Recent literature show that leverage has a negative effect on stock returns, which is contradicting with influential finance theories and models. Based on the time-period 1966-2015, the five-factor model and an international dataset, this thesis sets the focus on the question what kind of effect leverage has on stock returns when the B/P factor is decomposed into two components: an operating business risk component, defined as the enterprise B/P and reflecting asset risk, and a financing risk component defined as ND/P and reflecting risk caused by leverage. Investigation was done by performing 15 regressions based on the Fama-Macbeth (1973) procedure, with some of these 15 models also taking into account the twofold leverage effect. Although standard finance theories state that operating risk should be rewarded by higher stock returns, the results in this thesis indicate that the operating business risk component, enterprise B/P, has a statistically significant negative effect on stock returns. However, the operating covariance risk premium, another (additional) measurement of operating risk, seems to have a statistically significant positive relationship with stock returns. This not only raises the question whether the enterprise B/P is an inaccurate measurement of operating risk due to probably failing to proxy for only operating risk, but this also creates a new puzzle to examine.
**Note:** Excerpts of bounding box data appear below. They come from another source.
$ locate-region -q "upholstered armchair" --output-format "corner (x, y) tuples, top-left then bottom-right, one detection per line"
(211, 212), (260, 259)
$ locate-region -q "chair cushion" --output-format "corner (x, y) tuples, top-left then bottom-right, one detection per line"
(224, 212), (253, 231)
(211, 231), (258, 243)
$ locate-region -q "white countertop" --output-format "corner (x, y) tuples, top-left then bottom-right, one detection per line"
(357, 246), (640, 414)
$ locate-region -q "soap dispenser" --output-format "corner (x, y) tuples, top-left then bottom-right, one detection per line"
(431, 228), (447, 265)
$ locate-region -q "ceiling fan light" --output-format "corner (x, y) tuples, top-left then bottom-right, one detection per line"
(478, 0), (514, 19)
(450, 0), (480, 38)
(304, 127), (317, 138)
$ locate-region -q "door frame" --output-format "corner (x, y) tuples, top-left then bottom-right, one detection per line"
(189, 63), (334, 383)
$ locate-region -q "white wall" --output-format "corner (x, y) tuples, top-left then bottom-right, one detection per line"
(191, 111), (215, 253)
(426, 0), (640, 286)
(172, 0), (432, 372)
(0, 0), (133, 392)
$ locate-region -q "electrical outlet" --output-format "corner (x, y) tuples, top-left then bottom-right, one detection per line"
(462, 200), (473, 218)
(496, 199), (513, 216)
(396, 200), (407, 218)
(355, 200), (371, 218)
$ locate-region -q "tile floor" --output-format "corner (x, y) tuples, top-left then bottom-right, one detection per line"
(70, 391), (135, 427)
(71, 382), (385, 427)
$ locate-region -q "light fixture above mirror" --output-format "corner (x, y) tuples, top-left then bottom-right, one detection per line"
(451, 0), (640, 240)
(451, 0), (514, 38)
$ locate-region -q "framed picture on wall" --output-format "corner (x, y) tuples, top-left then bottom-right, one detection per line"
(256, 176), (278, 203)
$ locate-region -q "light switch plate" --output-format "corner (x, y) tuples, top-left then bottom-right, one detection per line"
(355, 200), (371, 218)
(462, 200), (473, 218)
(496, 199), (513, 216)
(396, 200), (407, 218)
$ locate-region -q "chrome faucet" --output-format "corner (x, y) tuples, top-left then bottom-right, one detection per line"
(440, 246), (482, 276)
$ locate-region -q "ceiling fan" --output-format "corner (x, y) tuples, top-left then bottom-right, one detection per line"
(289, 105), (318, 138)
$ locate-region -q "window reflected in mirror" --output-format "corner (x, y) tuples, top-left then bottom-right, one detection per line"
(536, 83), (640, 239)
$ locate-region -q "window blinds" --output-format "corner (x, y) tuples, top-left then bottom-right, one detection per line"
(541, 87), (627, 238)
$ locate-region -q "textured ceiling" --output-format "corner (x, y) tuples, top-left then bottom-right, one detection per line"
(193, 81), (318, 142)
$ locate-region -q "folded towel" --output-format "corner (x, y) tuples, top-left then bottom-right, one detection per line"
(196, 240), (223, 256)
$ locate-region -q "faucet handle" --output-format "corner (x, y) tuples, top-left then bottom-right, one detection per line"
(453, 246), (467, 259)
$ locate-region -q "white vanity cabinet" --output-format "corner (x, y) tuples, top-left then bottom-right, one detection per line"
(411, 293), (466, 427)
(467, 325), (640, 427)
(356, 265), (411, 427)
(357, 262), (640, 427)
The results of this thesis also show that the financing risk component has a statistically significant negative effect on stock returns, confirming the findings of recent literature. Moreover, when financial leverage gets to only purely account for only interest expenses of debt, the relationship between leverage and stock returns does not alter. Finally, this thesis shed light on the effectiveness of these factor models by using the GRS-test. It came to light that none of the factor models passes the GRS-test due to the fact that, for each factor model, all pricing errors are jointly statistically significant different from zero, implying that these 15 factor models are not as effective as wanted.